The optimized implementation for each network is provided in GitHub with notes on optimization. Additional correlation effects were examined, showing weak correspondences between formation energy, magnetic classification, and topological effects in the supplementary material. Ensembles were created to test systemic model errors. Material misclassification was found to happen most frequently for less common elements, especially Pt. Materials with multiple symmetries corresponding to the same stoichiometric formula were more frequently misclassified, unless the topological label was identical for all symmetry phases.
Due to the vast differences in model architecture, ensemble approaches offer a method of enhancing model predictions. As none of the models achieved perfect performance on the testing set, cases where all the models failed to categorize a material’s topological classification properly may be taken as an indication of two potential situations:
The material is accurately represented by DFT, but is misclassified by the neural network (NN)’s due to violating their internal heuristics;
The material itself is miscatalogued due to a deficiency in the DFT computation of the band structure.
As an extension of the model classification, a filtration process is performed. Since the four model archetypes (NNN, CANN, CCNN, CGNN) are capable of achieving greater than 95% accuracy on the training dataset, all four models are trained over several epochs to 95% accuracy on the entire dataset.

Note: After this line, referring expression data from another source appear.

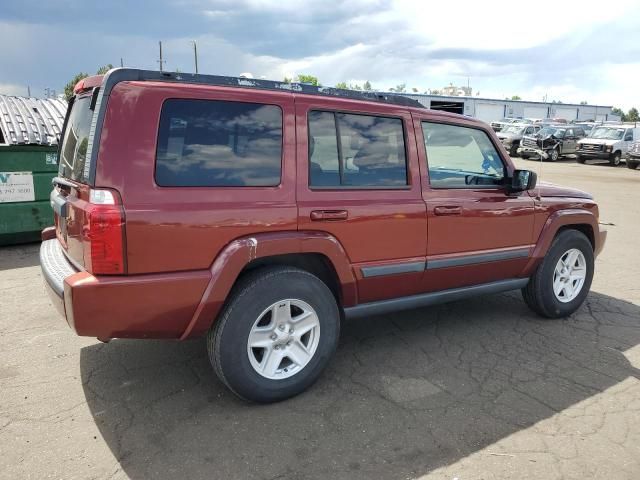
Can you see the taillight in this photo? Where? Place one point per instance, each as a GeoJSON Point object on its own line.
{"type": "Point", "coordinates": [103, 234]}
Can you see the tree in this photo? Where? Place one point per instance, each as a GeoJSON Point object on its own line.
{"type": "Point", "coordinates": [68, 88]}
{"type": "Point", "coordinates": [310, 79]}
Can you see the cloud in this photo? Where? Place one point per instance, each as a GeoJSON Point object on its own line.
{"type": "Point", "coordinates": [561, 49]}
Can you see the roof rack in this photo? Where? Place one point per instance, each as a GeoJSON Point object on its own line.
{"type": "Point", "coordinates": [123, 74]}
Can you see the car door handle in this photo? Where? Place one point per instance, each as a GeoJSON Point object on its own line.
{"type": "Point", "coordinates": [320, 215]}
{"type": "Point", "coordinates": [447, 210]}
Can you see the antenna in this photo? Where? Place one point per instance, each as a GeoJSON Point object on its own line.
{"type": "Point", "coordinates": [161, 61]}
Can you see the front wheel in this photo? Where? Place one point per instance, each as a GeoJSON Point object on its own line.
{"type": "Point", "coordinates": [615, 159]}
{"type": "Point", "coordinates": [563, 279]}
{"type": "Point", "coordinates": [275, 335]}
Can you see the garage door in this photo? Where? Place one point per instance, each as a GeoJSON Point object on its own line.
{"type": "Point", "coordinates": [568, 113]}
{"type": "Point", "coordinates": [489, 112]}
{"type": "Point", "coordinates": [538, 111]}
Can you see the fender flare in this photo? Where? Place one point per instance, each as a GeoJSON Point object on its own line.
{"type": "Point", "coordinates": [230, 262]}
{"type": "Point", "coordinates": [557, 220]}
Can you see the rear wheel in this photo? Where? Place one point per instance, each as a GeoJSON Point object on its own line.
{"type": "Point", "coordinates": [276, 334]}
{"type": "Point", "coordinates": [614, 159]}
{"type": "Point", "coordinates": [563, 279]}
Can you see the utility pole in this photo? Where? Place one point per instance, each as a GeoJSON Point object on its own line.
{"type": "Point", "coordinates": [161, 61]}
{"type": "Point", "coordinates": [195, 53]}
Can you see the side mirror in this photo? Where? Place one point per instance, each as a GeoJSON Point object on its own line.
{"type": "Point", "coordinates": [523, 180]}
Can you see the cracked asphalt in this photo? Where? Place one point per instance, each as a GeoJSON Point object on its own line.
{"type": "Point", "coordinates": [478, 389]}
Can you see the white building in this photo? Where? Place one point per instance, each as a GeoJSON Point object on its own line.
{"type": "Point", "coordinates": [489, 109]}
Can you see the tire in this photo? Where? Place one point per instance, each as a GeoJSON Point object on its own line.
{"type": "Point", "coordinates": [249, 307]}
{"type": "Point", "coordinates": [539, 293]}
{"type": "Point", "coordinates": [615, 159]}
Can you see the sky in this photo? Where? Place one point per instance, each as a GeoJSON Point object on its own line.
{"type": "Point", "coordinates": [566, 50]}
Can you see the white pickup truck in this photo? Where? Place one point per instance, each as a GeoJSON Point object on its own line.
{"type": "Point", "coordinates": [607, 142]}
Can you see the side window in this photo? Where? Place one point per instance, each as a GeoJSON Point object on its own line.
{"type": "Point", "coordinates": [351, 150]}
{"type": "Point", "coordinates": [213, 143]}
{"type": "Point", "coordinates": [461, 157]}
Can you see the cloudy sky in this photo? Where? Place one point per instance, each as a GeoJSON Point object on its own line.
{"type": "Point", "coordinates": [568, 50]}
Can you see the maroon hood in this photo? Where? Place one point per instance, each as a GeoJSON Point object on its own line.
{"type": "Point", "coordinates": [547, 189]}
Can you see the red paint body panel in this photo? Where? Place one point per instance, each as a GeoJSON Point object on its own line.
{"type": "Point", "coordinates": [187, 246]}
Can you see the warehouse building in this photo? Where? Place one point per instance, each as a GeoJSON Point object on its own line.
{"type": "Point", "coordinates": [488, 109]}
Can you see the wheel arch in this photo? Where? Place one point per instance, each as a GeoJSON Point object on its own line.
{"type": "Point", "coordinates": [317, 252]}
{"type": "Point", "coordinates": [582, 220]}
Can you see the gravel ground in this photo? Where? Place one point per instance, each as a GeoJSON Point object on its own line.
{"type": "Point", "coordinates": [478, 389]}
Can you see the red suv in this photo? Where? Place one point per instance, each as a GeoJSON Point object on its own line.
{"type": "Point", "coordinates": [263, 214]}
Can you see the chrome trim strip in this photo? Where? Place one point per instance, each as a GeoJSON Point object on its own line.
{"type": "Point", "coordinates": [477, 258]}
{"type": "Point", "coordinates": [432, 298]}
{"type": "Point", "coordinates": [395, 269]}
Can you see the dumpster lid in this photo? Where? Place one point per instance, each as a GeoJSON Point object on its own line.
{"type": "Point", "coordinates": [31, 121]}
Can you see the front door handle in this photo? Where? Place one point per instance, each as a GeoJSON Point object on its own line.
{"type": "Point", "coordinates": [320, 215]}
{"type": "Point", "coordinates": [447, 210]}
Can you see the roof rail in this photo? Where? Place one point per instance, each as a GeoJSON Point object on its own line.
{"type": "Point", "coordinates": [123, 74]}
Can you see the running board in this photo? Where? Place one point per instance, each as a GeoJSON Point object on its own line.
{"type": "Point", "coordinates": [432, 298]}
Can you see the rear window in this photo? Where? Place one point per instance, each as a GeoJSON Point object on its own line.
{"type": "Point", "coordinates": [73, 151]}
{"type": "Point", "coordinates": [213, 143]}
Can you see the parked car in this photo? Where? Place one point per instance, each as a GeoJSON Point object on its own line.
{"type": "Point", "coordinates": [500, 124]}
{"type": "Point", "coordinates": [511, 136]}
{"type": "Point", "coordinates": [261, 216]}
{"type": "Point", "coordinates": [607, 142]}
{"type": "Point", "coordinates": [633, 156]}
{"type": "Point", "coordinates": [551, 142]}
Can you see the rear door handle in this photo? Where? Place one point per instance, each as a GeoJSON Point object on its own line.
{"type": "Point", "coordinates": [447, 210]}
{"type": "Point", "coordinates": [320, 215]}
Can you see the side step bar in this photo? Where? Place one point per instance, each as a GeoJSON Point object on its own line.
{"type": "Point", "coordinates": [432, 298]}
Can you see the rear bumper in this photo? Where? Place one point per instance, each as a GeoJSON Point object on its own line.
{"type": "Point", "coordinates": [136, 306]}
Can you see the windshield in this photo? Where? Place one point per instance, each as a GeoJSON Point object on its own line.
{"type": "Point", "coordinates": [73, 150]}
{"type": "Point", "coordinates": [512, 129]}
{"type": "Point", "coordinates": [607, 133]}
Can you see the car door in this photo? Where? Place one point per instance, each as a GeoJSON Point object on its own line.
{"type": "Point", "coordinates": [358, 180]}
{"type": "Point", "coordinates": [569, 141]}
{"type": "Point", "coordinates": [478, 232]}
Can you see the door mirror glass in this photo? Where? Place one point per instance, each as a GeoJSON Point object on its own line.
{"type": "Point", "coordinates": [523, 180]}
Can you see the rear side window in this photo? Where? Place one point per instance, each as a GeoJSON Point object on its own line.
{"type": "Point", "coordinates": [214, 143]}
{"type": "Point", "coordinates": [73, 150]}
{"type": "Point", "coordinates": [349, 150]}
{"type": "Point", "coordinates": [461, 157]}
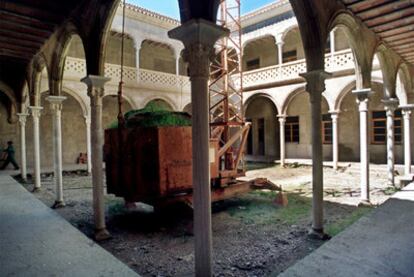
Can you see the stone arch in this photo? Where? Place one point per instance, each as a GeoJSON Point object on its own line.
{"type": "Point", "coordinates": [78, 99]}
{"type": "Point", "coordinates": [161, 103]}
{"type": "Point", "coordinates": [293, 94]}
{"type": "Point", "coordinates": [157, 56]}
{"type": "Point", "coordinates": [261, 94]}
{"type": "Point", "coordinates": [263, 138]}
{"type": "Point", "coordinates": [292, 42]}
{"type": "Point", "coordinates": [389, 63]}
{"type": "Point", "coordinates": [110, 109]}
{"type": "Point", "coordinates": [362, 43]}
{"type": "Point", "coordinates": [259, 52]}
{"type": "Point", "coordinates": [11, 104]}
{"type": "Point", "coordinates": [404, 85]}
{"type": "Point", "coordinates": [298, 109]}
{"type": "Point", "coordinates": [345, 90]}
{"type": "Point", "coordinates": [113, 46]}
{"type": "Point", "coordinates": [188, 108]}
{"type": "Point", "coordinates": [159, 97]}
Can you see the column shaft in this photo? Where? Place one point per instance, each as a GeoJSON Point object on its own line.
{"type": "Point", "coordinates": [390, 107]}
{"type": "Point", "coordinates": [282, 121]}
{"type": "Point", "coordinates": [23, 163]}
{"type": "Point", "coordinates": [56, 107]}
{"type": "Point", "coordinates": [88, 144]}
{"type": "Point", "coordinates": [315, 86]}
{"type": "Point", "coordinates": [407, 142]}
{"type": "Point", "coordinates": [36, 146]}
{"type": "Point", "coordinates": [363, 101]}
{"type": "Point", "coordinates": [199, 38]}
{"type": "Point", "coordinates": [335, 141]}
{"type": "Point", "coordinates": [96, 92]}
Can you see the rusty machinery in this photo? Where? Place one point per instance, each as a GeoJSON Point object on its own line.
{"type": "Point", "coordinates": [153, 165]}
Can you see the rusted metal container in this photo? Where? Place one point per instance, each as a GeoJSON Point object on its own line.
{"type": "Point", "coordinates": [151, 164]}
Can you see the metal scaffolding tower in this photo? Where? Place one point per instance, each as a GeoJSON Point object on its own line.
{"type": "Point", "coordinates": [226, 93]}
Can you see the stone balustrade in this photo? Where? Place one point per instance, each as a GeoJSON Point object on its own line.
{"type": "Point", "coordinates": [155, 80]}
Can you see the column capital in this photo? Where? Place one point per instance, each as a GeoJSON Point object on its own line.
{"type": "Point", "coordinates": [87, 119]}
{"type": "Point", "coordinates": [35, 110]}
{"type": "Point", "coordinates": [334, 115]}
{"type": "Point", "coordinates": [22, 117]}
{"type": "Point", "coordinates": [363, 94]}
{"type": "Point", "coordinates": [390, 104]}
{"type": "Point", "coordinates": [315, 80]}
{"type": "Point", "coordinates": [282, 118]}
{"type": "Point", "coordinates": [56, 102]}
{"type": "Point", "coordinates": [407, 109]}
{"type": "Point", "coordinates": [199, 37]}
{"type": "Point", "coordinates": [95, 85]}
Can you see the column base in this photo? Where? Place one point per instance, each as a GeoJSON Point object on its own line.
{"type": "Point", "coordinates": [318, 234]}
{"type": "Point", "coordinates": [58, 205]}
{"type": "Point", "coordinates": [102, 234]}
{"type": "Point", "coordinates": [364, 203]}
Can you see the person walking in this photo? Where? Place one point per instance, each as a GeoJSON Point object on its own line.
{"type": "Point", "coordinates": [10, 156]}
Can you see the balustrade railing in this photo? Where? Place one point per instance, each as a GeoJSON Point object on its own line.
{"type": "Point", "coordinates": [341, 60]}
{"type": "Point", "coordinates": [144, 78]}
{"type": "Point", "coordinates": [75, 67]}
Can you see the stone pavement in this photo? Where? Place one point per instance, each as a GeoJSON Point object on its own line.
{"type": "Point", "coordinates": [36, 241]}
{"type": "Point", "coordinates": [379, 244]}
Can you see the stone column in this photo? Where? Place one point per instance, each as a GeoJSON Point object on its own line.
{"type": "Point", "coordinates": [282, 121]}
{"type": "Point", "coordinates": [335, 141]}
{"type": "Point", "coordinates": [56, 107]}
{"type": "Point", "coordinates": [390, 106]}
{"type": "Point", "coordinates": [96, 92]}
{"type": "Point", "coordinates": [88, 143]}
{"type": "Point", "coordinates": [199, 37]}
{"type": "Point", "coordinates": [332, 41]}
{"type": "Point", "coordinates": [315, 86]}
{"type": "Point", "coordinates": [23, 164]}
{"type": "Point", "coordinates": [280, 52]}
{"type": "Point", "coordinates": [36, 146]}
{"type": "Point", "coordinates": [406, 111]}
{"type": "Point", "coordinates": [362, 96]}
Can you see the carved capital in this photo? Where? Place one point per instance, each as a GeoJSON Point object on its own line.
{"type": "Point", "coordinates": [36, 111]}
{"type": "Point", "coordinates": [315, 83]}
{"type": "Point", "coordinates": [22, 118]}
{"type": "Point", "coordinates": [390, 105]}
{"type": "Point", "coordinates": [407, 110]}
{"type": "Point", "coordinates": [96, 86]}
{"type": "Point", "coordinates": [55, 102]}
{"type": "Point", "coordinates": [199, 37]}
{"type": "Point", "coordinates": [199, 57]}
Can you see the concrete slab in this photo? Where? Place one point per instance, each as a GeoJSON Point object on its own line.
{"type": "Point", "coordinates": [379, 244]}
{"type": "Point", "coordinates": [36, 241]}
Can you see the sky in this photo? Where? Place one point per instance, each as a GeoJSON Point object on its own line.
{"type": "Point", "coordinates": [170, 7]}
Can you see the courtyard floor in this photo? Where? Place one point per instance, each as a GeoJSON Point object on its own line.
{"type": "Point", "coordinates": [252, 235]}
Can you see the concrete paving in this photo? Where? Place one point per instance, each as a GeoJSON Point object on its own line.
{"type": "Point", "coordinates": [36, 241]}
{"type": "Point", "coordinates": [379, 244]}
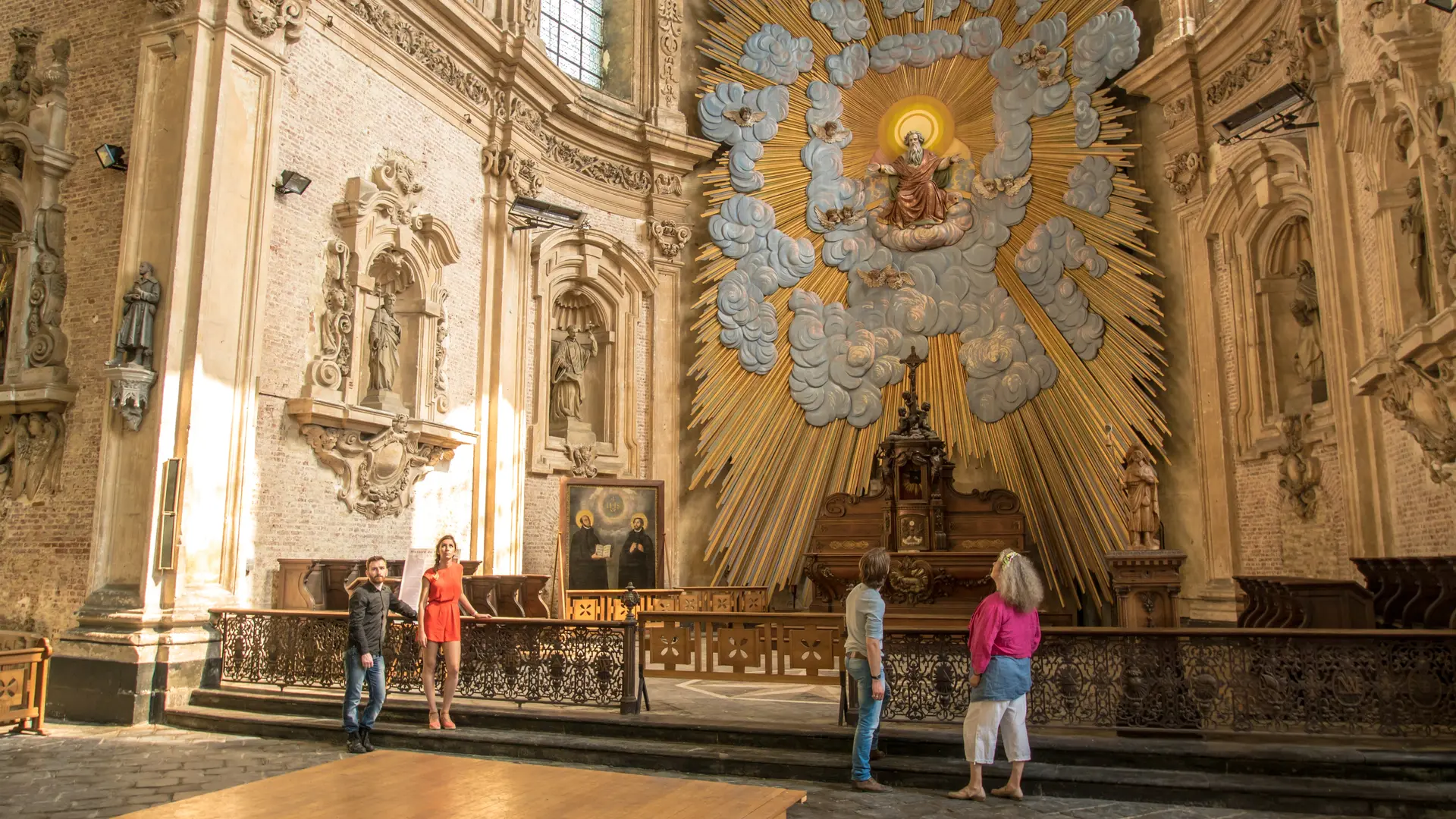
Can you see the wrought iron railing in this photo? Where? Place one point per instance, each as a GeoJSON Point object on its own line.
{"type": "Point", "coordinates": [513, 659]}
{"type": "Point", "coordinates": [775, 648]}
{"type": "Point", "coordinates": [1394, 684]}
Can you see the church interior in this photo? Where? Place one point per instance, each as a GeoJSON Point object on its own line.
{"type": "Point", "coordinates": [669, 315]}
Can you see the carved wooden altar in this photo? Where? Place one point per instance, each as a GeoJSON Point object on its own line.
{"type": "Point", "coordinates": [943, 542]}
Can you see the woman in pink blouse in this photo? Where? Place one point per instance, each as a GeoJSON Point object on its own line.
{"type": "Point", "coordinates": [1005, 632]}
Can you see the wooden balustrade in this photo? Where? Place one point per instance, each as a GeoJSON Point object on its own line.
{"type": "Point", "coordinates": [511, 659]}
{"type": "Point", "coordinates": [780, 648]}
{"type": "Point", "coordinates": [1210, 681]}
{"type": "Point", "coordinates": [1411, 592]}
{"type": "Point", "coordinates": [1305, 602]}
{"type": "Point", "coordinates": [25, 664]}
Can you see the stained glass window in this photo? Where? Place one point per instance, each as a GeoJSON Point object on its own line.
{"type": "Point", "coordinates": [571, 31]}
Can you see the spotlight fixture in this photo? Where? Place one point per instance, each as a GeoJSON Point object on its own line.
{"type": "Point", "coordinates": [291, 183]}
{"type": "Point", "coordinates": [544, 215]}
{"type": "Point", "coordinates": [1276, 111]}
{"type": "Point", "coordinates": [112, 158]}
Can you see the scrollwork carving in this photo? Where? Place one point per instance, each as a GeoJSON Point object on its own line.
{"type": "Point", "coordinates": [1183, 172]}
{"type": "Point", "coordinates": [1299, 469]}
{"type": "Point", "coordinates": [267, 17]}
{"type": "Point", "coordinates": [670, 237]}
{"type": "Point", "coordinates": [378, 472]}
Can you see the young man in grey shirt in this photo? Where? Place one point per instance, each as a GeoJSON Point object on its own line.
{"type": "Point", "coordinates": [864, 661]}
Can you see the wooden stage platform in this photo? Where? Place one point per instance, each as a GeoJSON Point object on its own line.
{"type": "Point", "coordinates": [425, 786]}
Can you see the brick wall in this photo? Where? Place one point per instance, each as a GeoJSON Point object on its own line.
{"type": "Point", "coordinates": [338, 115]}
{"type": "Point", "coordinates": [46, 548]}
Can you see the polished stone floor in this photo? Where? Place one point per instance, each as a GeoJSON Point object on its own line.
{"type": "Point", "coordinates": [89, 771]}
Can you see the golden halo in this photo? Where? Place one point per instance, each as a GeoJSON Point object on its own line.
{"type": "Point", "coordinates": [921, 112]}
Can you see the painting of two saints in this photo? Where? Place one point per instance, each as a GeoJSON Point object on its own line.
{"type": "Point", "coordinates": [613, 537]}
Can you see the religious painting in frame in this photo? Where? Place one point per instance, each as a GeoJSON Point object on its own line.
{"type": "Point", "coordinates": [612, 534]}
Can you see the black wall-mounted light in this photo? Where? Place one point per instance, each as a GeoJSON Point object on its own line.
{"type": "Point", "coordinates": [112, 158]}
{"type": "Point", "coordinates": [291, 183]}
{"type": "Point", "coordinates": [538, 215]}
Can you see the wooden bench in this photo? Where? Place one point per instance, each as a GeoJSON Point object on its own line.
{"type": "Point", "coordinates": [25, 665]}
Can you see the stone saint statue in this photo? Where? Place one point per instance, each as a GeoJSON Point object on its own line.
{"type": "Point", "coordinates": [1413, 223]}
{"type": "Point", "coordinates": [1141, 487]}
{"type": "Point", "coordinates": [1310, 356]}
{"type": "Point", "coordinates": [566, 369]}
{"type": "Point", "coordinates": [919, 199]}
{"type": "Point", "coordinates": [139, 319]}
{"type": "Point", "coordinates": [383, 346]}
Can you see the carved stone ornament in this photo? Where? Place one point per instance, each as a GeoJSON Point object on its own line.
{"type": "Point", "coordinates": [1426, 407]}
{"type": "Point", "coordinates": [1183, 172]}
{"type": "Point", "coordinates": [33, 447]}
{"type": "Point", "coordinates": [130, 372]}
{"type": "Point", "coordinates": [378, 472]}
{"type": "Point", "coordinates": [522, 171]}
{"type": "Point", "coordinates": [670, 237]}
{"type": "Point", "coordinates": [1298, 469]}
{"type": "Point", "coordinates": [1274, 44]}
{"type": "Point", "coordinates": [267, 17]}
{"type": "Point", "coordinates": [669, 42]}
{"type": "Point", "coordinates": [582, 460]}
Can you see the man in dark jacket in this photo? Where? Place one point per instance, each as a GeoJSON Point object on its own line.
{"type": "Point", "coordinates": [364, 657]}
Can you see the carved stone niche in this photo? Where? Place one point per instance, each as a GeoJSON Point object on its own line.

If the mistakes among the models are uncorrelated, the misclassifications will be uncorrelated, as 36, 580(0.05)4 ~ 0. Any deviation from this scenario demonstrates an interdependence between the models, and allows a model-agnostic method of diagnosing similarities between sources. There were 54 such misclassified materials. Of those materials, CeIn2Ni9, Fe2SnU2, B4Fe (space group 58), and InNi4Tm are positively identified as being topological and likely misclassified due to an insufficient DFT calculations. Additionally, 1:3 and 1:5 compounds are frequent in the misclassifications, corresponding to compounds PtNi3, MoPt3, PdFe3, HfPd3, CrNi3, AlCu3, HgTi3 and HoCu5, GdZn5, EuAg5, CePt5, ThNi5, CeNi5.